1330178 - mailcap handling attempts to spawn a process from the child

Status: NEW

(Core :: Security: Process Sandboxing, defect, P3)

Description

[Blake Kaplan (:mrbkap) (inactive)]

While debugging bug 1303727, I found that at [1], it's possible for us to try to launch a process from a child process. We already block the attempt at [2], but theoretically, this could cause us to use the wrong mailcap entry to handle a filetype that we don't deal with internally.

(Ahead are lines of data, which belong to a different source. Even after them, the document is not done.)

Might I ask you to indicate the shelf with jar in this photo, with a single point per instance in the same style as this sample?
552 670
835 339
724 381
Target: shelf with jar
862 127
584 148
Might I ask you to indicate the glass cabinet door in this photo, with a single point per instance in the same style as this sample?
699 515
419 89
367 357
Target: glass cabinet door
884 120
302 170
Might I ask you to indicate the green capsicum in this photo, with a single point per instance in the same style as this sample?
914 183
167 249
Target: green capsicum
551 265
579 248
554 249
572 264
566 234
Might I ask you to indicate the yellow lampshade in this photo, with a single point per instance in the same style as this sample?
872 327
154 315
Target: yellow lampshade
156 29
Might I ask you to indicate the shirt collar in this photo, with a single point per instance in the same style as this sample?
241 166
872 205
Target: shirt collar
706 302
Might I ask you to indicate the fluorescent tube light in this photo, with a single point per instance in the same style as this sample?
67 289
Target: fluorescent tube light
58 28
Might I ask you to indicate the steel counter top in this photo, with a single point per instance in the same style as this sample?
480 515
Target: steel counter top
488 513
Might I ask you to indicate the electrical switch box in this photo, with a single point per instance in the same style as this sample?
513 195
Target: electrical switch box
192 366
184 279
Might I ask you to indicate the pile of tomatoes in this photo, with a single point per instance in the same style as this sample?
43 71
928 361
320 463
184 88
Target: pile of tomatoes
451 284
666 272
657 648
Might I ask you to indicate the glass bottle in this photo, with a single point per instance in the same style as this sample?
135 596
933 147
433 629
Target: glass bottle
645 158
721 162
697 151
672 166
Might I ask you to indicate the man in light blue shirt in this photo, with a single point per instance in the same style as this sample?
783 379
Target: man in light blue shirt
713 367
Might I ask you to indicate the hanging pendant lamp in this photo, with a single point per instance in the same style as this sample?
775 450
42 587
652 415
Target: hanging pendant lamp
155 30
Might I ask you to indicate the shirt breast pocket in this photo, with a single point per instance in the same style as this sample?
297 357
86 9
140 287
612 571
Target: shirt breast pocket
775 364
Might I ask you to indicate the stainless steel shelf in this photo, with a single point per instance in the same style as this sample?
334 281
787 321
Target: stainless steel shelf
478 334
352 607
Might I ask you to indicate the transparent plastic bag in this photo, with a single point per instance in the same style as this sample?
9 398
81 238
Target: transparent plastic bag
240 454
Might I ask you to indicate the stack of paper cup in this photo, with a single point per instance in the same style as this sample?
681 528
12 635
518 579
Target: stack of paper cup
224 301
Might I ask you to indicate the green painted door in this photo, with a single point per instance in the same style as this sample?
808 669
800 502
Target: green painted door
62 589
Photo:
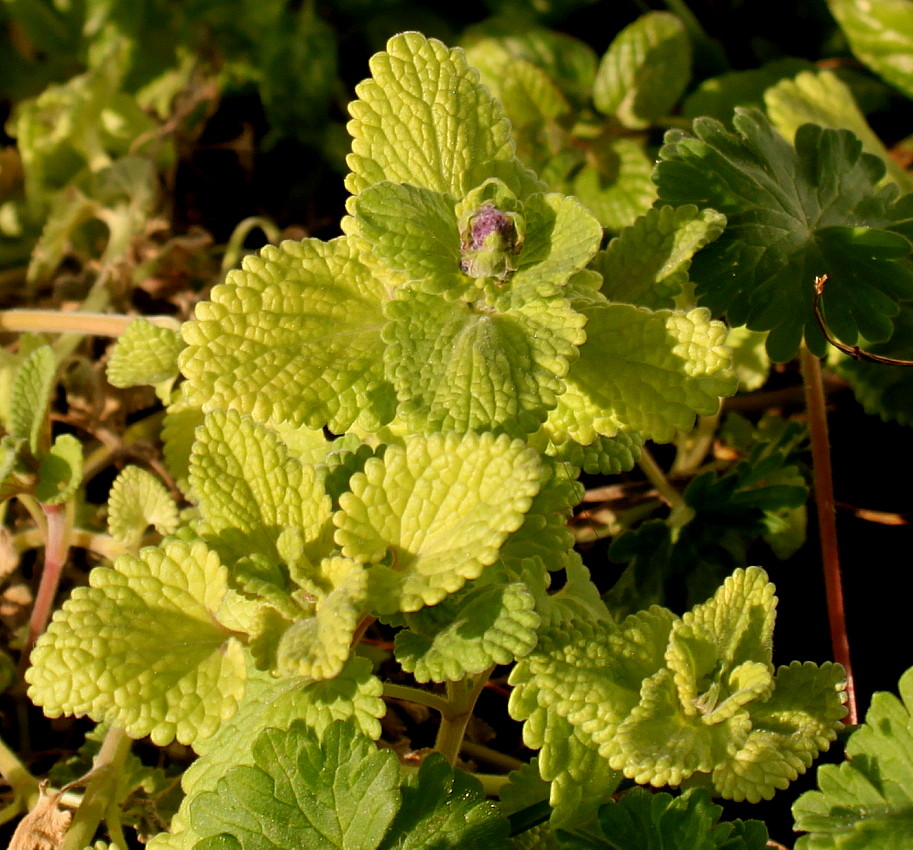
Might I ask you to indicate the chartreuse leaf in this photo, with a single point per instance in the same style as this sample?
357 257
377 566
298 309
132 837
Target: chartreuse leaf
432 515
145 354
294 336
302 790
457 366
645 371
250 490
821 98
666 698
867 801
424 119
465 634
881 35
647 263
793 213
644 821
645 70
60 471
142 647
619 188
30 398
137 500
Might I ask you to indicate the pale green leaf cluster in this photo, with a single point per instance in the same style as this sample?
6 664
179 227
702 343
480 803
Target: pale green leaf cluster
271 575
460 298
138 499
145 354
881 35
867 801
663 698
29 461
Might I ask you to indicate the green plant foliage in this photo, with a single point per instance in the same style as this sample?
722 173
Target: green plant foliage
666 698
145 354
880 36
645 71
866 801
179 674
136 501
821 201
336 790
822 99
643 821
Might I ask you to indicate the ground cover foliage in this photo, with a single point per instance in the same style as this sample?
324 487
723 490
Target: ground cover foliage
404 436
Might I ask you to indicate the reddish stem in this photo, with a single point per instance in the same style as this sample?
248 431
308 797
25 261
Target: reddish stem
56 550
827 520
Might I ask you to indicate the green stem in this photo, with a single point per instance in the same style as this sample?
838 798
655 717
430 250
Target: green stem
419 697
17 776
101 790
94 324
657 478
827 520
461 699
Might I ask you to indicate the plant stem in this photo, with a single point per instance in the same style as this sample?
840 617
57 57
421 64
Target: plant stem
461 700
417 696
56 550
827 520
54 321
100 790
657 478
17 776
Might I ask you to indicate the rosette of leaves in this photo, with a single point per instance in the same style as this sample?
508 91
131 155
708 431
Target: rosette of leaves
459 299
663 698
271 577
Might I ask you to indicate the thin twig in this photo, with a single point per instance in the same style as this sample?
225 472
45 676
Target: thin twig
852 350
827 520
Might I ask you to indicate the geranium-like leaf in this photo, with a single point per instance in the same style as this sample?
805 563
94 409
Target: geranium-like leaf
867 801
492 624
142 647
645 371
643 821
645 70
793 213
30 397
302 790
458 367
443 806
881 35
144 354
250 490
60 471
293 336
137 500
432 515
426 120
821 98
647 263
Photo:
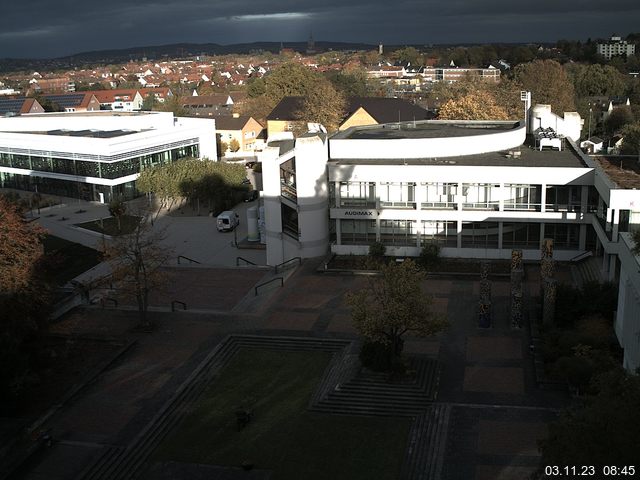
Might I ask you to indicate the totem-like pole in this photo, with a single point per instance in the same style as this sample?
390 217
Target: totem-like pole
517 275
484 310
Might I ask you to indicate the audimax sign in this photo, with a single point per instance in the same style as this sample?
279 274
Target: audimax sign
355 214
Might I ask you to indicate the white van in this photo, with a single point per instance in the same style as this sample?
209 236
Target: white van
227 221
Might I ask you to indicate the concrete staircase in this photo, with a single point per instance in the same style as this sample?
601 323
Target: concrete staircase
372 393
119 462
427 443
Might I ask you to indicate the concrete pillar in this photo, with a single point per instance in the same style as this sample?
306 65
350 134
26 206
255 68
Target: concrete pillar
584 199
612 268
615 225
582 240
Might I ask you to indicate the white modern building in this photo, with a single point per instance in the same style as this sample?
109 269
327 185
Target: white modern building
476 189
96 155
616 46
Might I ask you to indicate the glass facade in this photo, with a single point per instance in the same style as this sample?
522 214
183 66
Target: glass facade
83 168
480 235
398 232
398 195
520 235
520 197
357 232
440 232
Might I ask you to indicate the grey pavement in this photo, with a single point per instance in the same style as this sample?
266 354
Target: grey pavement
194 237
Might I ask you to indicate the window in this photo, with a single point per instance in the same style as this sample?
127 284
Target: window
522 197
357 232
397 195
357 194
398 232
480 196
480 235
440 232
520 235
439 195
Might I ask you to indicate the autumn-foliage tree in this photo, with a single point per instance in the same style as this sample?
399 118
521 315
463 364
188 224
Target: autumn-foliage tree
117 209
394 305
136 262
548 83
219 184
479 105
631 139
322 103
23 294
597 80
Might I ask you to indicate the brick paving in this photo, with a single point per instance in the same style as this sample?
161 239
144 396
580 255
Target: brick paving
482 368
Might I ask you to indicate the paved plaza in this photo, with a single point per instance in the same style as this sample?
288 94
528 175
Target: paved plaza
495 411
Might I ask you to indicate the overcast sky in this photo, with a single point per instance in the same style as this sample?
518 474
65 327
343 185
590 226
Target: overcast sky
50 28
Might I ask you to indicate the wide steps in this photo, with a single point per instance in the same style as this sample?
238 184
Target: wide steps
128 463
371 393
426 444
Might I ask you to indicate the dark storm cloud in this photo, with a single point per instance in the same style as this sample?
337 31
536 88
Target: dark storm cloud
45 28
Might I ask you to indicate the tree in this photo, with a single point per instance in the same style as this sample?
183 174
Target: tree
20 248
117 209
631 139
605 430
24 296
255 87
136 261
548 83
234 145
352 84
597 80
393 305
618 118
289 79
324 105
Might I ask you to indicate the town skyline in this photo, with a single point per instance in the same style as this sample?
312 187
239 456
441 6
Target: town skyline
66 30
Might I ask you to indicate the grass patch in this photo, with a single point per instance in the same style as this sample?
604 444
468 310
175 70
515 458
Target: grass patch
109 225
65 260
283 436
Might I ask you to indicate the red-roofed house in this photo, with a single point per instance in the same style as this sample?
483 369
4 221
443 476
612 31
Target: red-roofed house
125 100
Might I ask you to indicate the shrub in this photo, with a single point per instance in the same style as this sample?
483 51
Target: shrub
429 255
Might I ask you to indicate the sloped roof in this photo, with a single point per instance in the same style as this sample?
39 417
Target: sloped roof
383 110
388 110
287 109
111 96
229 122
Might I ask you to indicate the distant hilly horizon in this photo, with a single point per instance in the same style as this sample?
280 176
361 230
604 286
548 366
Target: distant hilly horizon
194 49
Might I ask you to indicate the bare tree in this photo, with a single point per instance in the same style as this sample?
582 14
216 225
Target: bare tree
136 261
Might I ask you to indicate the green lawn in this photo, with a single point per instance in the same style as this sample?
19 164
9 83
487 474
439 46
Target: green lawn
109 225
283 436
66 260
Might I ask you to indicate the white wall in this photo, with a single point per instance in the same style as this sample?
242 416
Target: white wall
442 147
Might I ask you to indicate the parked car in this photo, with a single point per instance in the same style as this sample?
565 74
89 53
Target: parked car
227 221
251 196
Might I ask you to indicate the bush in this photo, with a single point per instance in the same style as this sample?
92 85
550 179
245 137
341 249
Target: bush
593 298
576 371
429 256
377 250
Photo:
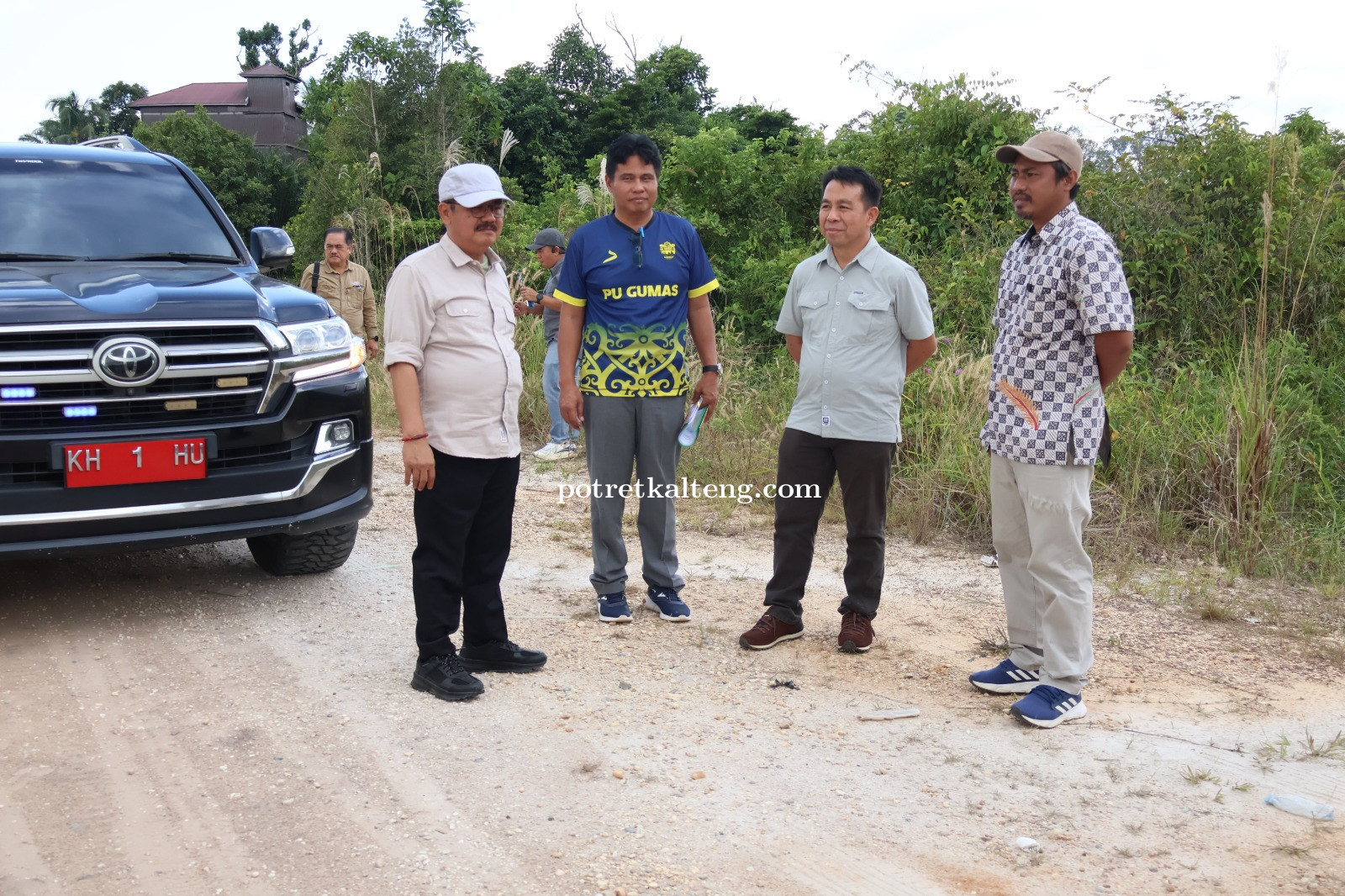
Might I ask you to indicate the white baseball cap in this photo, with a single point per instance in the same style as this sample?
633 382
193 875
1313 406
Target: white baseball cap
471 185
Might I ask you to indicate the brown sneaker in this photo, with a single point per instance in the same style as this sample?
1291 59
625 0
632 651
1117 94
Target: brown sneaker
768 633
856 634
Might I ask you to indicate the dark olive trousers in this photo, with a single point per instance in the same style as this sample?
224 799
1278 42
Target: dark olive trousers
463 530
865 470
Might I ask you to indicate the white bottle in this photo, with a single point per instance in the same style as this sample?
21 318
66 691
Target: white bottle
1301 806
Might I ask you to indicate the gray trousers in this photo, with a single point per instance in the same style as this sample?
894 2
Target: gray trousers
622 434
1037 514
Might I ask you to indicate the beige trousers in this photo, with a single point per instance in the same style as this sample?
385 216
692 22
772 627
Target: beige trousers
1037 517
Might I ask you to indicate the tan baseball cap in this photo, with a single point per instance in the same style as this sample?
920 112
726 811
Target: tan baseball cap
1048 145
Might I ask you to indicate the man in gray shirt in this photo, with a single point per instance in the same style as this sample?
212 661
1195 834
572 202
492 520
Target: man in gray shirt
549 248
857 322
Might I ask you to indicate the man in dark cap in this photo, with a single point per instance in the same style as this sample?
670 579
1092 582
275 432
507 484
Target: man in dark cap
549 248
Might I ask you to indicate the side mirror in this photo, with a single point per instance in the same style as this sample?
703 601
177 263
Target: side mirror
271 248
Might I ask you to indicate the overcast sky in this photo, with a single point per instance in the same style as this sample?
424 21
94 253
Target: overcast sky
757 53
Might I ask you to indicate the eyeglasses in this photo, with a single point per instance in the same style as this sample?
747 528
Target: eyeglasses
638 242
488 210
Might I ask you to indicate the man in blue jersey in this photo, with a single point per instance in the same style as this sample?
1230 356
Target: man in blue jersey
634 284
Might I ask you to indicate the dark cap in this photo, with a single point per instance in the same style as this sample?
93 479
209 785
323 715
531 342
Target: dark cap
1048 145
546 237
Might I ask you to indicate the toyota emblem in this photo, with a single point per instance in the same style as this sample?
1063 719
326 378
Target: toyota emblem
128 361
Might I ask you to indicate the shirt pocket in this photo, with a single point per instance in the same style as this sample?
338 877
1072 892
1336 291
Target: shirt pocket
873 318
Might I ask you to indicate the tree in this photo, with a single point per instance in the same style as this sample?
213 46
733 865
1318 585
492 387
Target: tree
533 109
114 104
667 96
229 165
74 121
266 42
755 121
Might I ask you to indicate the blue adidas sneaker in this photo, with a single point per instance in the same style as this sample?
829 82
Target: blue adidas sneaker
1005 678
1047 707
670 606
614 607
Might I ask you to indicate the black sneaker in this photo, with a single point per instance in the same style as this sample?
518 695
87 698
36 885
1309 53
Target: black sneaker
446 678
501 656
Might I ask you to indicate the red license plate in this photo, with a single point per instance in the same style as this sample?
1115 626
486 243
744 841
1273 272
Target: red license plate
123 463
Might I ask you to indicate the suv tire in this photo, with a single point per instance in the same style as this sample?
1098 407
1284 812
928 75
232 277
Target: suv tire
303 555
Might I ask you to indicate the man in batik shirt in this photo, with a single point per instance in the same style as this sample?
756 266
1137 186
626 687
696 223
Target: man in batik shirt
1066 329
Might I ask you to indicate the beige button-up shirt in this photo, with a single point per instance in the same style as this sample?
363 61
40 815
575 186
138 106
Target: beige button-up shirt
452 319
350 293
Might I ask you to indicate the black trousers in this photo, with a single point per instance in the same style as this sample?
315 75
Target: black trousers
463 530
865 470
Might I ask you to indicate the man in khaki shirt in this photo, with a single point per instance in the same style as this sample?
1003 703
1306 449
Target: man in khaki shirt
456 381
346 286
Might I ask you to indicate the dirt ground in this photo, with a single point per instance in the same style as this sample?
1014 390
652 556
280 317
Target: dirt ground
181 723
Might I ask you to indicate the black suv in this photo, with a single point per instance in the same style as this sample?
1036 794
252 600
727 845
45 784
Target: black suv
156 387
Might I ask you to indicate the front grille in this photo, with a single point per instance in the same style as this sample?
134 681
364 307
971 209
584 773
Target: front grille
262 455
212 373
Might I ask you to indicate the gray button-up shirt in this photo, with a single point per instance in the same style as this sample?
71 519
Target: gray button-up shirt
551 319
452 319
856 324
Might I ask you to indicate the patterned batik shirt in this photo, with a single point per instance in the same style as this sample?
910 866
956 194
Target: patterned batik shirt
1058 288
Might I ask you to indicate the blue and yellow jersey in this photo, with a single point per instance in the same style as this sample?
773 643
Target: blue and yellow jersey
636 288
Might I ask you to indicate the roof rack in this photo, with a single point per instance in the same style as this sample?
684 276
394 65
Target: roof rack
118 141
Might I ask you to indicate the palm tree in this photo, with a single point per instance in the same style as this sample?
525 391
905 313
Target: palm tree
76 120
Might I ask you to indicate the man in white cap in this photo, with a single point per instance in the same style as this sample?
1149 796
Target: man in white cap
1066 331
448 326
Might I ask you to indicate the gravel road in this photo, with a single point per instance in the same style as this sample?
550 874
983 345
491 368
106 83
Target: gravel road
181 723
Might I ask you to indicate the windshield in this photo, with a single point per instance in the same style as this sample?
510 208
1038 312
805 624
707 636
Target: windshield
104 208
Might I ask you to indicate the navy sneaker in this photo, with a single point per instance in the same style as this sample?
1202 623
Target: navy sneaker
614 607
1047 707
669 604
1005 678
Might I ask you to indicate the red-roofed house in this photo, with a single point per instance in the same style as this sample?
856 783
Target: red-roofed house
264 107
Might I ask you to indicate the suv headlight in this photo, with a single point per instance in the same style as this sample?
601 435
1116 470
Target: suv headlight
323 347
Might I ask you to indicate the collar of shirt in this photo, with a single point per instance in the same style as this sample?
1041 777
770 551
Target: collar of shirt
1055 228
461 259
865 259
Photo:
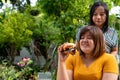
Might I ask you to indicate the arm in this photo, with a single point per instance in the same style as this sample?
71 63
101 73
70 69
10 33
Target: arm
62 72
110 69
114 51
109 76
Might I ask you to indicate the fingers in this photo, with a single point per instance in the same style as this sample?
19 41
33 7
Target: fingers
68 45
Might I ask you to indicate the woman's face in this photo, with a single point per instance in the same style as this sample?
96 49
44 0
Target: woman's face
99 16
87 43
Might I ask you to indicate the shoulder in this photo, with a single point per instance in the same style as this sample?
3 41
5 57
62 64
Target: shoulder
111 29
108 57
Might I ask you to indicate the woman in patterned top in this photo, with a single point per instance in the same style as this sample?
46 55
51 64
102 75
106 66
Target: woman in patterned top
90 61
99 16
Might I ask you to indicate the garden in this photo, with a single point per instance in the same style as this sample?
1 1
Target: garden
40 29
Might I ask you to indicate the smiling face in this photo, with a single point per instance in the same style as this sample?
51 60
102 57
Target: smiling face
99 16
86 43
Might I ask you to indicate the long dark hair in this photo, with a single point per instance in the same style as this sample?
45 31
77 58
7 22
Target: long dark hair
98 39
92 10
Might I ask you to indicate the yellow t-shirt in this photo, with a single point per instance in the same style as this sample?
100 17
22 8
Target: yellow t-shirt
105 63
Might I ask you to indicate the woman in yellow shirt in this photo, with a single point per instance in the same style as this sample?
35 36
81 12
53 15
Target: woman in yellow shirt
90 61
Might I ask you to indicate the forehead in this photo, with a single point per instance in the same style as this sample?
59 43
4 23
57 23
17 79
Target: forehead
99 9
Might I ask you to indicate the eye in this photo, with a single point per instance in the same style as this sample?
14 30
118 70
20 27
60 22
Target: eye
82 37
94 14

This is probably a pretty low priority bug.

STR:
0.0 Have OpenOffice installed (I am on Ubuntu, if it matters).
0.1 Create a .odt file somewhere (I'll refer to it as ~/file.odt).
1. Open your home directory in Firefox.
2. Click on ~/file.odt.
3. Break in nsProcess::RunProcess in the child process.

My mailcap has:
application/vnd.oasis.opendocument.text; soffice --nologo --writer '%s'; edit=soffice --nologo --writer '%s'; print=soffice --nologo --writer -p '%s'; test=test -n "$DISPLAY"; description="OpenDocument Text Document"; nametemplate=%s.odt

Note the `test=...` bit, which causes the problem.

[1] http://searchfox.org/mozilla-central/rev/225ab0637ed51b8b3f9f4ee2f9c339a37a65b626/uriloader/exthandler/unix/nsOSHelperAppService.cpp#1091
[2] http://searchfox.org/mozilla-central/rev/225ab0637ed51b8b3f9f4ee2f9c339a37a65b626/xpcom/threads/nsProcessCommon.cpp#442-443

Comment 1

[Jed Davis [:jld] ⟨⏰|UTC-7⟩ ⟦he/him⟧]

gcp, do we have a bug for this yet?

(See also: bug 1310116, bug 1309787, a few others, and especially bug 579388.)

Comment 2

[Jed Davis [:jld] ⟨⏰|UTC-7⟩ ⟦he/him⟧]

…where by “this” I mean fixing things so that at least the extension <-> MIME type mapping works correctly in content.

Comment 3

[Gian-Carlo Pascutto [:gcp]]

I would have thought bug 579388. I also know bug 1292249 which is similar.

Comment 4

[Blake Kaplan (:mrbkap) (inactive)]

To be clear, this does work. Failing to launch the process causes us to ignore the 'test' field in the mailcap file. This bug is about us trying to launch that process at all. I would be very surprised if this causes actual user-visible problems.